See https://cdk.tf/provider-generation for more details.*/
import * as aws from "./.gen/providers/aws";
new aws.lakeformationDataLakeSettings.LakeformationDataLakeSettings(
  this,
  "example",
  {
    admins: ["${aws_iam_user.test.arn}", "${aws_iam_role.test.arn}"],
    createDatabaseDefaultPermissions: [
      {
        permissions: ["SELECT", "ALTER", "DROP"],
        principal: "${aws_iam_user.test.arn}",
      },
    ],
    createTableDefaultPermissions: [
      {
        permissions: ["ALL"],
        principal: "${aws_iam_role.test.arn}",
      },
    ],
  }
);

Argument Reference

The following arguments are optional:

  • admins – (Optional) Set of ARNs of AWS Lake Formation principals (IAM users or roles).
  • catalogId – (Optional) Identifier for the Data Catalog. By default, the account ID.
  • createDatabaseDefaultPermissions - (Optional) Up to three configuration blocks of principal permissions for default create database permissions. Detailed below.
  • createTableDefaultPermissions - (Optional) Up to three configuration blocks of principal permissions for default create table permissions. Detailed below.
  • trustedResourceOwners – (Optional) List of the resource-owning account IDs that the caller's account can use to share their user access details (user ARNs).

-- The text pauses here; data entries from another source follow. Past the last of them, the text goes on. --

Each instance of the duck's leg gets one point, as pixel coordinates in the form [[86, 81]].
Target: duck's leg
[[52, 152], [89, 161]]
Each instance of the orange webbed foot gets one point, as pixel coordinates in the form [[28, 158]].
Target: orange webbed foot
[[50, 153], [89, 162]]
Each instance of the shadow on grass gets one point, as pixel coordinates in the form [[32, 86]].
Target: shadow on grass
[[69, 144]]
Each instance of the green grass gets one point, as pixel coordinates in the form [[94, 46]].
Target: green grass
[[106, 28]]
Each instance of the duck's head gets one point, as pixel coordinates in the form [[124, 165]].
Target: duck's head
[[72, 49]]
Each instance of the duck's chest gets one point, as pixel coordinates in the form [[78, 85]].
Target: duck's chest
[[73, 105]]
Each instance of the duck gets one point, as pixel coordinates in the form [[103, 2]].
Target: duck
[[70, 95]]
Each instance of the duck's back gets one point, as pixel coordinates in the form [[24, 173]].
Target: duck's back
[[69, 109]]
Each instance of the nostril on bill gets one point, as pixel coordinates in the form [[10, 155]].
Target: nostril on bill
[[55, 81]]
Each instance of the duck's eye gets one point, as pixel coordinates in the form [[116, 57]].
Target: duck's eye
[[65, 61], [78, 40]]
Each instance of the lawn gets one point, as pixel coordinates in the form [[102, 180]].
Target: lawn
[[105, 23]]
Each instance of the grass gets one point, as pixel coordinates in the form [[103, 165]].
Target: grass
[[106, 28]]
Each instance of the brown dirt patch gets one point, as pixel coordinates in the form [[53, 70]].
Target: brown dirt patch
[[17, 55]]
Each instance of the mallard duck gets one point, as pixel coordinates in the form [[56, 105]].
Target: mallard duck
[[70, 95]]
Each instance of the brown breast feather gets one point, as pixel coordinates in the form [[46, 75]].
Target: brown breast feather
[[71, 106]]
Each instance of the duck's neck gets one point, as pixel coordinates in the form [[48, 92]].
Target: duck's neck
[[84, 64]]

\~> NOTE: Although optional, not including admins, createDatabaseDefaultPermissions, createTableDefaultPermissions, and/or trustedResourceOwners results in the setting being cleared.

createDatabaseDefaultPermissions

The following arguments are optional:

  • permissions - (Optional) List of permissions that are granted to the principal. Valid values may include all, select, alter, drop, delete, insert, describe, and CREATE_TABLE. For more details, see Lake Formation Permissions Reference.
  • principal - (Optional) Principal who is granted permissions. To enforce metadata and underlying data access control only by IAM on new databases and tables set principal to IAM_ALLOWED_PRINCIPALS and permissions to ["all"].

createTableDefaultPermissions

The following arguments are optional:

  • permissions - (Optional) List of permissions that are granted to the principal. Valid values may include all, select, alter, drop, delete, insert, and describe. For more details, see Lake Formation Permissions Reference.
  • principal - (Optional) Principal who is granted permissions. To enforce metadata and underlying data access control only by IAM on new databases and tables set principal to IAM_ALLOWED_PRINCIPALS and permissions to ["all"].

Attributes Reference

No additional attributes are exported.